Most scientists love coffee or a latte – so the Universe matching that colour is a bit of a win.
Zeus Valtierra Meteored Mexico 31/01/2026 15:00 4 min
The night sky looks black, sure – but that’s just what our eyes get from one direction at a time. Add up the light from huge numbers of galaxies and you get a very different “average” shade.
If you had to guess the Universe’s colour, you’d probably say black, with a scatter of bright white bits – like chocolate sprinkles on a very dark cake. Fair. That’s what it looks like when you glance up from your street and squint at the stars.
But here’s the trick: the sky isn’t “black” as a property of the Universe – it’s black because there isn’t enough light hitting your eyes from every direction at once. So astronomers have asked a slightly nerdier question: if you add up all the visible light from galaxies and average it out, what colour do you actually get?
Adding up all starlight
To do it, researchers working with the 2dF Galaxy Redshift Survey took the light from huge numbers of nearby galaxies and built what’s called a “cosmic spectrum” – basically the blended fingerprint of the Universe’s starlight. In the version described in this article, that meant spectroscopic data from more than 160,000 galaxies, combined to measure the average light output per chunk of space.

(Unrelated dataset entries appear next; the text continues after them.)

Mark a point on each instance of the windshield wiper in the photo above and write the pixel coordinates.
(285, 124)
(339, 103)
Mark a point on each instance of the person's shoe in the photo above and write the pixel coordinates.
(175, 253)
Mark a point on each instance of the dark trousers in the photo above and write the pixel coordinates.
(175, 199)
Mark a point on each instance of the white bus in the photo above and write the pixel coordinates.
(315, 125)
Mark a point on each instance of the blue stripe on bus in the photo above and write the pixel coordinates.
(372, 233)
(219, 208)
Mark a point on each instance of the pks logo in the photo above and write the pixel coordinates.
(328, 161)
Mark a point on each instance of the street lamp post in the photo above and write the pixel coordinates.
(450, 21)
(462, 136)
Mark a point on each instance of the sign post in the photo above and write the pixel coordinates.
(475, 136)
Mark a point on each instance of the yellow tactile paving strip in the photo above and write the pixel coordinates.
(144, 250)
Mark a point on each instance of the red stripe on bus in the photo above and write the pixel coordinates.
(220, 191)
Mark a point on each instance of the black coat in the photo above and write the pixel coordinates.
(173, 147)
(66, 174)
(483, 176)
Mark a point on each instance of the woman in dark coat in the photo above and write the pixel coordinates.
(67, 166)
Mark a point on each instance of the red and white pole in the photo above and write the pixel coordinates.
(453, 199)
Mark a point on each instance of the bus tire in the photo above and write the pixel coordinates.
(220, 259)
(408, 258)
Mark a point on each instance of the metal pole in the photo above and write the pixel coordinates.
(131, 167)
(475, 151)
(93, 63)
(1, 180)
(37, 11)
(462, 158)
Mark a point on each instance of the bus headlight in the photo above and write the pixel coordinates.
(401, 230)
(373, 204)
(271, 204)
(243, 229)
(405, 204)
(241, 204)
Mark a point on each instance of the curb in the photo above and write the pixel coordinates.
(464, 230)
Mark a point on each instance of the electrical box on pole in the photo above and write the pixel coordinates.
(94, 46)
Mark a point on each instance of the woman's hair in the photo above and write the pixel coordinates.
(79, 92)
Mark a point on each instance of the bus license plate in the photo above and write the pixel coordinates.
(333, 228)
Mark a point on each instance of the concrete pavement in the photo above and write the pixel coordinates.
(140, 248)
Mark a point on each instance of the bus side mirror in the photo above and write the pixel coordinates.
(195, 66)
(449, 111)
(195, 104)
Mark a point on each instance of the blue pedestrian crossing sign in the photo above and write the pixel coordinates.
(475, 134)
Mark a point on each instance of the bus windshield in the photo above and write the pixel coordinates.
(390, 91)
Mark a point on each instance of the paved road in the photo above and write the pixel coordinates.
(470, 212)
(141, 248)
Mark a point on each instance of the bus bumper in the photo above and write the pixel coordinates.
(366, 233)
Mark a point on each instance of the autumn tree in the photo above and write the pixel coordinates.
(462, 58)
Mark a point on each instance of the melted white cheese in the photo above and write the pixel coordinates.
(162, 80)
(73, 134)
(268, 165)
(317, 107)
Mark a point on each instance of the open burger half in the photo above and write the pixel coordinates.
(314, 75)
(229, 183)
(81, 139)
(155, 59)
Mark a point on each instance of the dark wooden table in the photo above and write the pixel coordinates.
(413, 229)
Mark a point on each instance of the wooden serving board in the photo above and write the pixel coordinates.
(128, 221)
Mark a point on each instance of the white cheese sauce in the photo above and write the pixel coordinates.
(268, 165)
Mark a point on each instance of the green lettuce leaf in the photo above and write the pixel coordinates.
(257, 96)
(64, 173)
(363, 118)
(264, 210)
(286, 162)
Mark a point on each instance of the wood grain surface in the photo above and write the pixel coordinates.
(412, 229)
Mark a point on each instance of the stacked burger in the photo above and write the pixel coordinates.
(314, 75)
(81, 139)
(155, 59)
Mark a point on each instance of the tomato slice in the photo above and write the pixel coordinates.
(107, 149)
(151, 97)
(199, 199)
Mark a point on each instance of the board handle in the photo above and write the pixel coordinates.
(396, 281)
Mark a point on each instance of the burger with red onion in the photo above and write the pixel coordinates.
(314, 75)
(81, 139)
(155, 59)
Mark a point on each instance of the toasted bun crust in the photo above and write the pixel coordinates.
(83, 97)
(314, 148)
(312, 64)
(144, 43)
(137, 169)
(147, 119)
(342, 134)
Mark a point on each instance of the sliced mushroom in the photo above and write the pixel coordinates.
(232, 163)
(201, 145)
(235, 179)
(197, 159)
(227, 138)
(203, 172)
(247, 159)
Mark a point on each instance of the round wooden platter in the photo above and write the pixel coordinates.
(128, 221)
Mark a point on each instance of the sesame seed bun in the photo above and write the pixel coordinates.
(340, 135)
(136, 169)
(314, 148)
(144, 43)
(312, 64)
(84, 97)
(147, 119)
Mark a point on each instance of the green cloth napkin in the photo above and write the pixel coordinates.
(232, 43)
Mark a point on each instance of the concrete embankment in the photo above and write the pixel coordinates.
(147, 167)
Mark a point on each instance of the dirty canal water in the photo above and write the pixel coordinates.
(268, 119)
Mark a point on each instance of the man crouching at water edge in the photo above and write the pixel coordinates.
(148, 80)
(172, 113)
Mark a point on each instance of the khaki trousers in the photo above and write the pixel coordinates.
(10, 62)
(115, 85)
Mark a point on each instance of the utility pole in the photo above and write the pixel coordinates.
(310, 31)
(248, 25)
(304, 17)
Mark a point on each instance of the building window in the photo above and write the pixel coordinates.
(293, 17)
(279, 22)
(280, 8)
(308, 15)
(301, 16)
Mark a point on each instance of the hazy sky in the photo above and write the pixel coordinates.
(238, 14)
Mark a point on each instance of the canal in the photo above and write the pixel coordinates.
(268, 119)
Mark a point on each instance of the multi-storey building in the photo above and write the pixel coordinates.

A staggering number of galaxies, from nearby stars to galaxies billions of light-years away. Credit: JWST/NASA/ESA/CSA.
At first, the maths suggested the Universe should look like a faint, pale turquoise. Then the team adjusted their modelling of human colour perception – essentially fixing how “white balance” should work for an average human observer – and the result flipped into something far less sci-fi and far more… coffee shop.
The final shade was a warm, creamy beige that became known as “Cosmic Latte”. The colour is commonly given as Hex #FFF8E7 (RGB 255, 248, 231). Yes, it really does look like a milky coffee.
Why is it beige?
The colour isn’t just a cute trivia answer – it’s telling you something about the Universe’s stellar population. Young, hot stars throw out more blue light. Older stars lean redder. When you average everything, the mix is dominated by mature, longer-lived stars, nudging the overall colour towards that soft beige instead of bright blue.
This is the colour of the “Cosmic Latte”, found by mixing the light of stars, galaxies and other cosmic objects.
The article also points to wider survey work, including the Sloan Digital Sky Survey, to underline that the “average spectrum” holds up across different sets of galaxies.
And it links back to a bigger trend: star formation has been slowing down for billions of years, so the Universe has gradually shifted from bluer in its youth to more muted now.
So, even if the night sky still looks dark from your back garden, the Universe as a whole is basically giving… cosmic latte energy.
Reference of the news:
The 2dF Galaxy Redshift Survey: Constraints on Cosmic Star Formation History from the Cosmic Spectrum. 2018. Baldry, Ivan K.; Glazebrook, Karl; Baugh, Carlton M.; et al.